My answer: not layoffs, but reassignment – provided the company can retrain. Junior, who understands the process from the substantive side, knows the company from the inside. This makes it a natural bridge between an external AI implementer and a specific company – knowledge of internal processes combined with practical knowledge of AI is a priceless competence today. Why fire someone who was involved in research when you can involve him in the development and supervision of dedicated tools? These are new roles that did not exist five years ago.
A trap the industry hasn't seen yet
If AI does not massively replace white collars in the near future – and everything indicates that it will not fully replace them, because many expert tasks require assessment, context, and responsibility – a seemingly prosaic question arises: where to find future seniors and management?
An expert is not born an expert. An experienced specialist with fifteen years of experience started with painstaking research and hours spent on analyses. These “boring” years built intuition and gave exposure to hundreds of different facts. A junior who never had to manually analyze dozens of cases because an agent did it for him will not develop the same intuition – not because he is worse, but because he didn't have the opportunity.
The pool of seniors will naturally begin to shrink. If the market's response is “we will buy from the competition”, then in 7-10 years it will turn out that there is no one to buy. Companies that today radically cut younger ranks will tomorrow fight for seniors at prices that will eat up savings from layoffs.
It's worth asking the question directly: what is simpler? Slow down, save money, show the shareholder a better quarter? Whether to fight for the employee and retrain himcreate a competence in the company that did not exist a year ago – and explain it to shareholders from Frankfurt or New York who expect a return here and now? The answer seems obvious. And that's why global corporations choose the first path.
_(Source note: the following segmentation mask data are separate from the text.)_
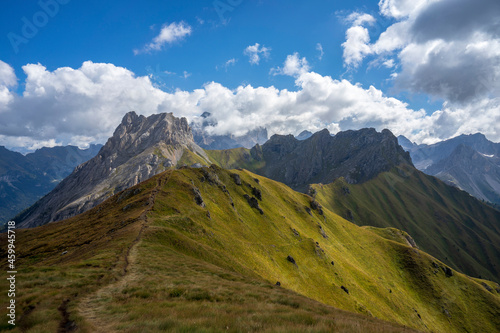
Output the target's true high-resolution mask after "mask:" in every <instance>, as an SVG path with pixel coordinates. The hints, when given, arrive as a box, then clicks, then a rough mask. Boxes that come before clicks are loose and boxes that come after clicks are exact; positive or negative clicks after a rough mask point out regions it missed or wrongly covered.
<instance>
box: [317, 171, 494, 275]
mask: <svg viewBox="0 0 500 333" xmlns="http://www.w3.org/2000/svg"><path fill="white" fill-rule="evenodd" d="M312 189H313V192H315V193H316V199H317V200H318V201H319V202H320V203H321V204H322V205H324V206H325V207H328V208H329V209H331V210H332V211H334V212H336V213H337V214H339V215H341V216H343V217H345V218H347V219H349V220H351V221H352V222H354V223H356V224H358V225H369V226H375V227H381V228H384V227H395V228H398V229H402V230H405V231H407V232H408V233H409V234H410V235H411V236H412V237H413V238H414V239H415V242H416V243H417V245H418V246H419V247H420V248H421V249H422V250H424V251H426V252H428V253H430V254H432V255H433V256H435V257H437V258H439V259H441V260H443V261H444V262H447V263H449V264H450V265H452V266H453V267H454V268H456V269H459V270H461V271H462V272H467V273H468V274H469V275H472V276H475V277H483V278H488V279H492V280H495V281H500V212H499V211H497V210H495V209H493V208H491V207H489V206H487V205H484V204H483V203H481V202H480V201H478V200H477V199H474V198H472V197H471V196H470V195H469V194H468V193H466V192H464V191H461V190H458V189H456V188H454V187H450V186H447V185H446V184H444V183H443V182H442V181H440V180H438V179H437V178H434V177H431V176H427V175H425V174H423V173H422V172H420V171H417V170H415V169H414V168H411V167H399V168H395V169H394V170H393V171H391V172H387V173H382V174H380V175H379V176H378V177H376V178H375V179H373V180H370V181H368V182H366V183H363V184H355V185H352V184H348V183H347V182H346V181H345V180H344V179H338V180H337V181H335V182H334V183H332V184H328V185H313V186H312Z"/></svg>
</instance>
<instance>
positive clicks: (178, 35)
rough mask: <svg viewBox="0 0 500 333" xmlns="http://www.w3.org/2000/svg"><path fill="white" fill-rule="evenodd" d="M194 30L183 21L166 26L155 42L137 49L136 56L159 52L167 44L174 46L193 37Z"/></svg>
mask: <svg viewBox="0 0 500 333" xmlns="http://www.w3.org/2000/svg"><path fill="white" fill-rule="evenodd" d="M191 32H192V28H191V26H190V25H189V24H187V23H185V22H183V21H181V22H179V23H176V22H173V23H170V24H164V25H163V27H162V28H161V31H160V34H159V35H158V36H156V37H155V38H153V41H151V42H150V43H148V44H146V45H145V46H144V47H143V48H142V49H135V50H134V54H136V55H137V54H139V53H149V52H151V51H159V50H161V49H162V48H163V46H165V45H166V44H172V43H175V42H178V41H181V40H183V39H184V38H185V37H186V36H189V35H191Z"/></svg>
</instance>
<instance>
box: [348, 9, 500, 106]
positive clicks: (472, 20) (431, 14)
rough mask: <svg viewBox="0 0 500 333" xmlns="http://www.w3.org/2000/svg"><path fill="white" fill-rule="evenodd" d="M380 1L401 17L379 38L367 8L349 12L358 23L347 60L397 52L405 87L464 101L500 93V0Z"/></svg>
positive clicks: (359, 60) (352, 39)
mask: <svg viewBox="0 0 500 333" xmlns="http://www.w3.org/2000/svg"><path fill="white" fill-rule="evenodd" d="M379 7H380V12H381V14H382V15H384V16H387V17H391V18H394V19H396V22H395V23H394V24H392V25H390V26H389V27H388V28H387V29H386V30H385V31H383V32H382V33H381V34H380V36H379V37H378V39H377V40H376V41H375V42H374V43H370V37H369V30H368V29H367V28H365V27H363V26H362V23H364V22H366V20H364V19H362V17H363V15H362V14H359V13H354V14H351V15H350V16H349V17H348V18H347V21H349V22H353V23H352V24H353V26H352V27H351V28H349V29H348V30H347V32H346V42H345V43H344V44H343V45H344V63H345V65H346V66H350V67H358V66H359V65H360V64H361V63H362V61H363V60H364V59H365V58H366V57H369V56H373V55H375V56H376V57H379V58H383V57H387V56H388V55H390V56H392V55H394V56H395V58H396V59H398V62H399V65H400V66H398V68H400V72H399V73H397V75H394V83H395V86H396V87H397V88H399V89H400V90H409V91H411V92H416V93H425V94H428V95H431V96H434V97H436V98H442V99H444V100H446V101H449V102H451V103H458V104H460V105H462V106H463V105H465V104H467V103H476V102H478V101H479V100H481V99H483V98H486V97H489V98H494V97H498V96H500V93H499V91H500V21H499V20H498V17H500V2H499V1H498V0H477V1H470V0H440V1H437V0H417V1H415V0H381V1H380V2H379ZM372 63H373V62H372ZM379 63H380V64H384V65H385V63H384V62H382V61H379Z"/></svg>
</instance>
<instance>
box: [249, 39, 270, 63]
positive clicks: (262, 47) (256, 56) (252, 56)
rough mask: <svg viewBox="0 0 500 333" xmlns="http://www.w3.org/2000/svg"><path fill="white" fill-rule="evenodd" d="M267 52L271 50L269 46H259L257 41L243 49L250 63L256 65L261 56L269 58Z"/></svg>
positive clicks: (257, 62)
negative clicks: (254, 43) (247, 57)
mask: <svg viewBox="0 0 500 333" xmlns="http://www.w3.org/2000/svg"><path fill="white" fill-rule="evenodd" d="M269 52H271V48H269V47H265V46H264V45H262V46H260V44H259V43H255V45H249V46H248V47H247V48H246V49H245V50H244V51H243V54H244V55H246V56H248V58H249V60H248V61H249V62H250V63H251V64H252V65H258V64H259V62H260V59H261V57H262V58H265V59H268V58H269Z"/></svg>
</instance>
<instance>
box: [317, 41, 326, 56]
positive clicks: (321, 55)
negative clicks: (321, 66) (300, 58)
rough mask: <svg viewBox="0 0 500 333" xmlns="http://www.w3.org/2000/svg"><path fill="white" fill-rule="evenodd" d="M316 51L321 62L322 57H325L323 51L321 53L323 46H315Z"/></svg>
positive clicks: (319, 44) (320, 45) (322, 50)
mask: <svg viewBox="0 0 500 333" xmlns="http://www.w3.org/2000/svg"><path fill="white" fill-rule="evenodd" d="M316 50H317V51H318V52H319V55H318V59H319V60H323V56H324V55H325V51H323V45H321V43H318V44H316Z"/></svg>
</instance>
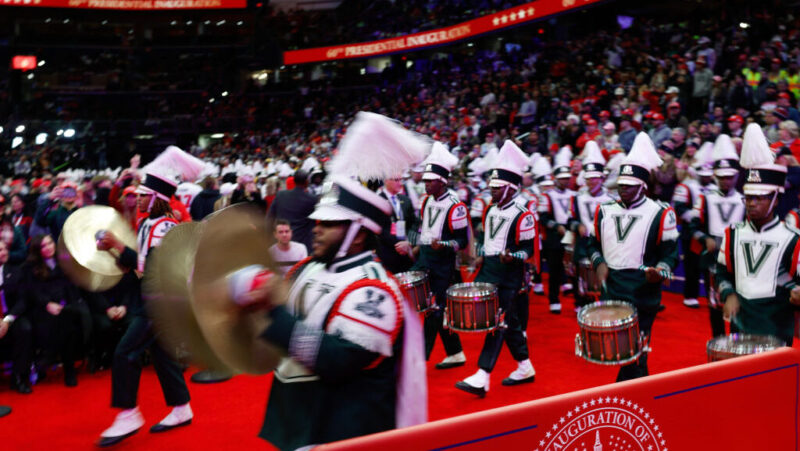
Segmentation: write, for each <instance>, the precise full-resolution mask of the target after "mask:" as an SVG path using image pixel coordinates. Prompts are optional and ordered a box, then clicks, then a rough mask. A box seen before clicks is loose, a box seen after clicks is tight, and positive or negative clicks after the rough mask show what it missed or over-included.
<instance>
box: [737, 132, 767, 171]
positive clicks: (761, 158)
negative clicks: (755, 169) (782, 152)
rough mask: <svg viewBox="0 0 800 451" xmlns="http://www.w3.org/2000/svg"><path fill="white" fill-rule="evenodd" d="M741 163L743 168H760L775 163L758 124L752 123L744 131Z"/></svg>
mask: <svg viewBox="0 0 800 451" xmlns="http://www.w3.org/2000/svg"><path fill="white" fill-rule="evenodd" d="M739 163H740V164H741V165H742V167H743V168H746V169H750V168H758V167H762V166H765V165H772V164H773V163H775V157H774V156H773V154H772V149H770V147H769V144H767V138H766V137H765V136H764V132H763V131H761V127H760V126H758V124H755V123H751V124H750V125H748V126H747V128H746V129H745V131H744V141H743V142H742V156H741V158H740V160H739Z"/></svg>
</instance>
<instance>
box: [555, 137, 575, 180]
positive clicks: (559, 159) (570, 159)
mask: <svg viewBox="0 0 800 451" xmlns="http://www.w3.org/2000/svg"><path fill="white" fill-rule="evenodd" d="M553 176H554V177H555V178H557V179H563V178H569V177H572V149H571V148H570V147H569V146H568V145H567V146H564V147H562V148H561V149H559V151H558V153H557V154H556V157H555V159H554V160H553Z"/></svg>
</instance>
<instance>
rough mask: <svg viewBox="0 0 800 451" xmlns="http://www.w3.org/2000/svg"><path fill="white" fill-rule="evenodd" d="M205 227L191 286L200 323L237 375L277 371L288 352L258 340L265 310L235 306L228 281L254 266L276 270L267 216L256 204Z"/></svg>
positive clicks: (225, 212)
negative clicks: (231, 295)
mask: <svg viewBox="0 0 800 451" xmlns="http://www.w3.org/2000/svg"><path fill="white" fill-rule="evenodd" d="M203 222H204V223H205V225H204V227H203V232H202V234H201V237H200V242H199V243H198V247H197V253H196V254H195V261H194V272H193V274H192V279H191V282H190V292H191V296H190V302H191V304H192V310H193V311H194V313H195V316H196V317H197V323H198V324H199V325H200V329H201V330H202V331H203V335H204V336H205V338H206V340H207V341H208V344H209V345H210V346H211V349H213V350H214V353H215V354H216V355H217V356H219V358H220V359H221V360H222V361H223V362H224V363H225V364H227V365H228V366H229V367H231V368H232V369H234V370H235V371H237V372H243V373H251V374H263V373H267V372H269V371H272V370H273V369H275V367H276V366H277V364H278V362H279V360H280V358H281V356H282V355H283V354H285V353H283V352H281V351H280V350H279V348H277V347H275V346H273V345H271V344H268V343H267V342H265V341H264V340H262V339H260V338H259V337H258V336H259V335H260V334H261V332H263V331H264V329H265V328H266V327H267V326H268V325H269V321H270V320H269V318H268V317H267V315H266V314H265V313H264V312H263V311H252V310H249V309H242V308H241V307H239V306H238V305H236V304H235V303H234V302H233V301H232V300H231V298H230V294H229V289H228V282H227V280H226V277H227V276H228V275H229V274H230V273H232V272H234V271H236V270H238V269H241V268H244V267H247V266H250V265H262V266H264V267H267V268H274V266H275V265H274V263H273V261H272V258H271V256H270V253H269V247H270V245H271V244H272V243H271V241H272V239H271V238H272V237H271V234H270V233H269V231H268V229H267V225H266V219H265V216H264V214H263V213H262V212H260V211H259V210H258V209H256V208H254V207H252V206H251V205H247V204H237V205H233V206H231V207H228V208H225V209H223V210H221V211H219V212H217V213H216V214H215V215H213V216H211V217H209V218H207V219H206V220H205V221H203Z"/></svg>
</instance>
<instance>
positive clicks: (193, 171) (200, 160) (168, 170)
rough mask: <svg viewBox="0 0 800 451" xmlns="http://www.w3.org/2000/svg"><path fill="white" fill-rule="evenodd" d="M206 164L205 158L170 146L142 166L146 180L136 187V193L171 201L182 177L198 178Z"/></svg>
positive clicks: (191, 179)
mask: <svg viewBox="0 0 800 451" xmlns="http://www.w3.org/2000/svg"><path fill="white" fill-rule="evenodd" d="M205 166H206V165H205V163H204V162H203V160H201V159H199V158H196V157H194V156H192V155H190V154H188V153H186V152H184V151H183V150H181V149H180V148H178V147H176V146H169V147H167V148H166V149H165V150H164V151H163V152H161V153H160V154H159V155H158V156H157V157H156V158H155V160H153V161H152V162H150V163H149V164H148V165H147V166H145V167H143V168H142V172H144V181H143V182H142V183H141V184H140V185H139V186H138V187H137V188H136V193H138V194H153V195H155V197H157V198H159V199H162V200H165V201H167V202H169V201H170V199H171V198H172V195H173V194H175V190H176V189H177V188H178V182H179V181H180V179H181V178H185V179H187V180H196V179H197V177H198V176H199V175H200V174H201V173H202V172H203V170H204V169H205Z"/></svg>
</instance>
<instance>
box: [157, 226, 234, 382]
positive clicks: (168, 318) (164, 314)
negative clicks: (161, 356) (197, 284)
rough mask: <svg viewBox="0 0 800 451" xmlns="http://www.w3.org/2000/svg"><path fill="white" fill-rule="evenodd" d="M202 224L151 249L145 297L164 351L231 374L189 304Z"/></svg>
mask: <svg viewBox="0 0 800 451" xmlns="http://www.w3.org/2000/svg"><path fill="white" fill-rule="evenodd" d="M203 225H204V224H203V223H202V222H187V223H182V224H179V225H177V226H175V227H173V228H172V229H170V230H169V232H167V234H166V235H165V236H164V238H163V239H162V240H161V244H160V245H159V246H157V247H154V248H152V249H151V250H150V254H149V256H148V260H147V265H146V266H145V270H144V276H143V278H142V296H143V298H144V299H145V301H146V303H145V305H146V306H147V311H148V313H149V314H150V317H151V318H152V320H153V326H154V328H155V331H156V334H157V337H158V340H159V341H160V342H161V344H162V347H163V348H164V350H166V351H167V352H168V353H170V354H171V355H172V356H173V357H174V358H175V359H177V360H186V359H188V360H190V361H192V362H193V363H196V364H198V365H200V366H203V367H204V368H209V369H212V370H215V371H229V368H228V367H227V366H226V365H225V364H223V363H222V361H221V360H220V359H219V358H218V357H217V356H216V355H215V354H214V352H213V351H212V350H211V347H210V346H209V345H208V343H207V342H206V340H205V337H204V336H203V333H202V331H201V330H200V326H199V325H198V324H197V318H195V315H194V312H193V311H192V306H191V303H190V302H189V277H191V274H192V267H193V266H194V256H195V252H196V251H197V243H198V242H199V240H200V233H201V231H202V229H203Z"/></svg>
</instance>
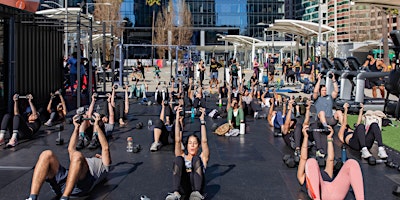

And this may be a unique opportunity for Polish companies. Polish business – the one without a foreign shareholder pressing for quarterly results – has a structural advantage in this game: greater freedom to invest in people that global corporations are currently putting on the market. The most talented people, who until recently were impossible to buy, are now looking for a place where their substantive competences and newly acquired efficiency in working with AI will be truly valued. This window opened for maybe three, maybe five years. Whoever uses them will build an advantage for the next decade.
What does this mean?
Three years ago it was possible to observe. Today, observers have already lost – they just don't know it yet. One question left: cWhether your company is on the side of those who are building an advantage for the next decade – or on the side of those who are saving on layoffs and will show shareholders a good quarter. The answer to this question will not depend on the management. It will be decided on Monday morning, when someone decides whether to send the junior's CV to the trash or offer him a new role.